PEARL ML Training Pipeline

This repo contains scripts to manage training data, workflow to create Azure ML stack and train new models that are compatible to be run on the PEARL Platform. It is based on the work on Caleb Robinson of Microsoft.

Training

Monitor experiments and training runs on Azure ML
Training Repo
- Training code
- Evaluation code
DeepLabv3Plus Architecture + focal loss seems most promising approach

Evaluation

We run the model over the test data set, and use the per class

SEED Data

How/Why we create Seed Data

We have seed data for each model so during retraining the user doesn’t have to add samples for each class, so we can use the weights/biases from the retraining logistic regression sklearn model to update the weights/biases of the deep learning model and then run inference on the GPU
The retraining seed data should have same class distribution ratios as the original training data (ie 10% water, 50% trees ect)
I’ve been generating retraining data using the GPU enabled Azure notebooks (these should ideally be converted into scripts)
Seed Data Creation Script

Training Dataset Creation

There are two options to create the training dataset.

Option 1. Feed LULC labels data in GeoTiff format.

naip-label-align.py and NAIPTileIndex.py provided functions on how to:

Notes:

Install libspatialindex (dep of rtree which is not installed automaticaly)
- brew install spatialindex
align given LULC labels to available NAIP imagery tiles on Azure public Blob;
filter out nodata tiles;
create name conventions;
write it to CSVs for train, validation and test dataset by 70:20:10.
Script will write the tiled label geoTIFF into out_dir.
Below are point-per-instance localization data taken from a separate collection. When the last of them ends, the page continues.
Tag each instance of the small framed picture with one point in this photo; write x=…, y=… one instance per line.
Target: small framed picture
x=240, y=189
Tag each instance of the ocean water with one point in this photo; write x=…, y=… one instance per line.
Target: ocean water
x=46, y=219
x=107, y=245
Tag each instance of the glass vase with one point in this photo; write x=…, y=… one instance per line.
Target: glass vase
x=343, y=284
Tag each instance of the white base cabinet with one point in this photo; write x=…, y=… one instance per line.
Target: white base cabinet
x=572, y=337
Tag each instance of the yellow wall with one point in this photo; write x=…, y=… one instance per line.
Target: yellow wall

These files can then be uploaded to Azure blob storage

These CSVs can be deployed to AML for model training direction. Instruction will be given in the following section.

python naip-label-align.py 
    --label_tif_path sample.tif 
    --out_dir <dir-name>/ 
    --threshold [0.0 to 1.0] 
    --aoi <aoi-name> 
    --group <group-name>

Option 2. LULC labels available as GeoJSON (vector) files, and rasterization is required.
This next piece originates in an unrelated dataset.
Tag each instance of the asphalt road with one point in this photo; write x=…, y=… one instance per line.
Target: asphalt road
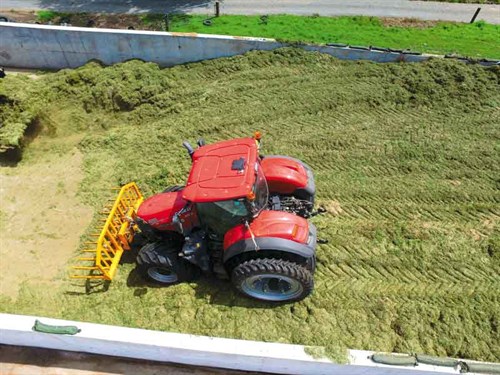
x=385, y=8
Firstly, NAIP imagery that overlap with LULC label data is needed to be downloaded before the rasterization task. naip_download_pc.ipynb provides script and documentation on how you can download NAIP imagery to your AOI from MS Plentary Computer.
Secondly, LULC label rasterization functions and steps provided in label_rasterize.ipynb The rasterization in the order of (tree canopy on the top of the lulc layer or burn last, other_impervious on the bottom or it should be rasterized first in the order)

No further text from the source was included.